A 26ª Conferência das Nações Unidas sobre mudanças climáticas (COP26) começou dia 1º de Novembro sem a presença do presidente brasileiro – O que não é surpresa dado o descaso do atual governo com as questões ambientais. O país foi representado pelo atual ministro do Meio-Ambiente, Joaquim Leite.

             A COP26 tem como objetivo estabelecer ações para impedir que o aquecimento global atinja 1,5º até o final do século. A principal ação para evitar a catástrofe climática é reduzir a emissão de gases do efeito estufa  e para isso um passo fundamental é investir em energia limpa, abandonando o uso de combustíveis fósseis. Outro passo fundamental é impedir o desmatamento.

             Por mais ambiciosas que sejam as metas até agora traçadas, cientistas apontam que elas ainda são insuficientes e que é necessário trabalhar duro para impedir que a influência humana sobre o clima venha a causar ainda mais catástrofes do que já vem causando.

             É importante lembrar que infelizmente a COP26 é conduzida por lideranças políticas dos países participantes – ou seja: Pessoas que atrelam suas metas ao capital numa tentativa de agradar o mercado econômico e o meio ambiente ao mesmo tempo.  E aí entramos na problemática principal: Existe a possibilidade de salvar o planeta dentro de um sistema capitalista?
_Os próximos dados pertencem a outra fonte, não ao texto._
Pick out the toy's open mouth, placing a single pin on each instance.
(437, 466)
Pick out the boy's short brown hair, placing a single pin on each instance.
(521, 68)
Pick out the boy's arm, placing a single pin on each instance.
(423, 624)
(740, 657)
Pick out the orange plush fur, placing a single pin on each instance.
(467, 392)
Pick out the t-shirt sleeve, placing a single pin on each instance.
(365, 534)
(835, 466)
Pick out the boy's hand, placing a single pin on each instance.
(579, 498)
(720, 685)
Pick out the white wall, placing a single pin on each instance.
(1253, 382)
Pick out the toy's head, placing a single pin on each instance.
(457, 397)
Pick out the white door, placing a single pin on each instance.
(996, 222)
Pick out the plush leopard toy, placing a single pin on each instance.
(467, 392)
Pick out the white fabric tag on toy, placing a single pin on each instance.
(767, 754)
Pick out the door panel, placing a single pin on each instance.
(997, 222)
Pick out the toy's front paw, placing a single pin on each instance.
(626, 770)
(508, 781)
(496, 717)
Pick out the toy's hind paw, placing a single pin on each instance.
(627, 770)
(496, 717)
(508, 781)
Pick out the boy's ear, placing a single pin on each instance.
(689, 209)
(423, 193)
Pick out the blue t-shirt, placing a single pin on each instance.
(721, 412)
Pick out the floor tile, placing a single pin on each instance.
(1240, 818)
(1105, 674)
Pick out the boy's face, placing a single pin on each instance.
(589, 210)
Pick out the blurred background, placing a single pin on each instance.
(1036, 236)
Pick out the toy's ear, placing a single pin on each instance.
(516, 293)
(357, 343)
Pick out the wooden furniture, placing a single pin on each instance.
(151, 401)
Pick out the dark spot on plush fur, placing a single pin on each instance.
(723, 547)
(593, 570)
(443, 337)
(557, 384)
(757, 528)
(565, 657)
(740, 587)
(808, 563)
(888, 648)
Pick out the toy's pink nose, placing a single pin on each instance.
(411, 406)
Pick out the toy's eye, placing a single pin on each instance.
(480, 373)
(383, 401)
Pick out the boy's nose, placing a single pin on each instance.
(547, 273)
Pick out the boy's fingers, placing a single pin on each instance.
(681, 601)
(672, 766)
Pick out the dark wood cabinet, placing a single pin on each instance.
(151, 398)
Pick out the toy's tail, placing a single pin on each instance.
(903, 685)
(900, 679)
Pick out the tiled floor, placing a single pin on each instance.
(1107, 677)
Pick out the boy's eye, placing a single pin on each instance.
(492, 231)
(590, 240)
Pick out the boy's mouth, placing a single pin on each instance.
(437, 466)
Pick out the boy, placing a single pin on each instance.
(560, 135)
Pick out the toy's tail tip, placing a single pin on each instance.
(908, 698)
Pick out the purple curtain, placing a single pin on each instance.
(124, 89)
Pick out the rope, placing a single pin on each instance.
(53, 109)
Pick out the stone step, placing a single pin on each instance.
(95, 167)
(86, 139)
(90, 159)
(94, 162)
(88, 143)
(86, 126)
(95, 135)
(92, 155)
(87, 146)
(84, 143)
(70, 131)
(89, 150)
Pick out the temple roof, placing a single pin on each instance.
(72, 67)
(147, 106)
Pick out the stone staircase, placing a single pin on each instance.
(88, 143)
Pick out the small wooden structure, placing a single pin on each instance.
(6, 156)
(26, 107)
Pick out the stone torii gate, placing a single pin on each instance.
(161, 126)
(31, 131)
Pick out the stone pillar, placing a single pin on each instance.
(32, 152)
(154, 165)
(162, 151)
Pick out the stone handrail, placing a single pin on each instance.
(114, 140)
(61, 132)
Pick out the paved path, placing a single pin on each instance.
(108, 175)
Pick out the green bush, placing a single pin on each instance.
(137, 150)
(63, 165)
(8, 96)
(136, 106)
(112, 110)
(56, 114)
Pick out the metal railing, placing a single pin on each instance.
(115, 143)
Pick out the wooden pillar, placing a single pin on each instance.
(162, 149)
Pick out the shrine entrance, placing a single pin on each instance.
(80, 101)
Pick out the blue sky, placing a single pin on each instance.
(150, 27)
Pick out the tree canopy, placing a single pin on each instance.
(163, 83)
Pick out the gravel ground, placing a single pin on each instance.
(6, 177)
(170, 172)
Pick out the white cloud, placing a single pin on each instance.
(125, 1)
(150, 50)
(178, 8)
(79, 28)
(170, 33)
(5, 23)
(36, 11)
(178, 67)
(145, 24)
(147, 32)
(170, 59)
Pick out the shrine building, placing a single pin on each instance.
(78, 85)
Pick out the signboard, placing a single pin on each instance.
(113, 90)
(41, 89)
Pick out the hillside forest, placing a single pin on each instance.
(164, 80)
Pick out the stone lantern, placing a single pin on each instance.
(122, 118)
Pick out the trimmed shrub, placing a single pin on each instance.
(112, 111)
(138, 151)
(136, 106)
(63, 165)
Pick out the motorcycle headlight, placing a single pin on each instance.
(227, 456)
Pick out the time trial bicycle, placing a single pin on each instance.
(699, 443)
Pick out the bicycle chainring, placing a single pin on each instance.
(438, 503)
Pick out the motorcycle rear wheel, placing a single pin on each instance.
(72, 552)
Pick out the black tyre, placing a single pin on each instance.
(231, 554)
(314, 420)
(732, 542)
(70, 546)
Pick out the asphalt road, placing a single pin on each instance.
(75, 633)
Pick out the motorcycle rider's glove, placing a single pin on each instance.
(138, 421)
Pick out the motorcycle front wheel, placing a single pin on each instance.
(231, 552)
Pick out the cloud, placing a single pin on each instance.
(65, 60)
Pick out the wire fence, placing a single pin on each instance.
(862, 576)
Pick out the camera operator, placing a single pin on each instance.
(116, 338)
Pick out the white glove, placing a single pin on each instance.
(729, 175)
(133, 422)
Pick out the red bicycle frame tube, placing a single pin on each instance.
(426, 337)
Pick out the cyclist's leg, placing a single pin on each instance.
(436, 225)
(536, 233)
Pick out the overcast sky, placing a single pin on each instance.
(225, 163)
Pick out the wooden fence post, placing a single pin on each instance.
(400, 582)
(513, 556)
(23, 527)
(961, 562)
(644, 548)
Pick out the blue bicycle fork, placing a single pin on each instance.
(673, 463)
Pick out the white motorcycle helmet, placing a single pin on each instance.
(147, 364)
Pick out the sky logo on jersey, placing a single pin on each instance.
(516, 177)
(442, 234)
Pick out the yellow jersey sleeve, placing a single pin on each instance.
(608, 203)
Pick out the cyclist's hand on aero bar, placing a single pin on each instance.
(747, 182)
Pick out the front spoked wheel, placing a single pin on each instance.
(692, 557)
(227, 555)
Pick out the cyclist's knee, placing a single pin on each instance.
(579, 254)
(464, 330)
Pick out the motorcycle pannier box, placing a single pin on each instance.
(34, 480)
Infelizmente, temo dizer que não.

             Embora a população possa e deva fazer a sua parte diária na redução da poluição, é de fundamental importância lembrar que a atividade industrial é a principal fonte de emissão de gases do efeito estufa – Seja pelo alto consumo de energia, seja pelos poluentes dispersados no meio ambiente durante a fabricação de produtos ou ainda pelo transporte de mercadorias e insumos que atravessam o planeta.

             Nesse sentido, é fundamental que as lideranças políticas presentes na COP26 comecem a pensar não apenas em substituir as formas de geração de energia, como também em desacelerar a produção e consumo exacerbados sem impactar na vida dos trabalhadores. Entretanto, isso desagradaria o mercado e sequer entrou em pauta.  

             Enquanto um punhado de pessoas – Em sua maioria homens brancos – decide os rumos do planeta, a população mais pobre paga a conta dos resultados de um sistema econômico e produtivo que prioriza o lucro de uns poucos acima da vida das pessoas.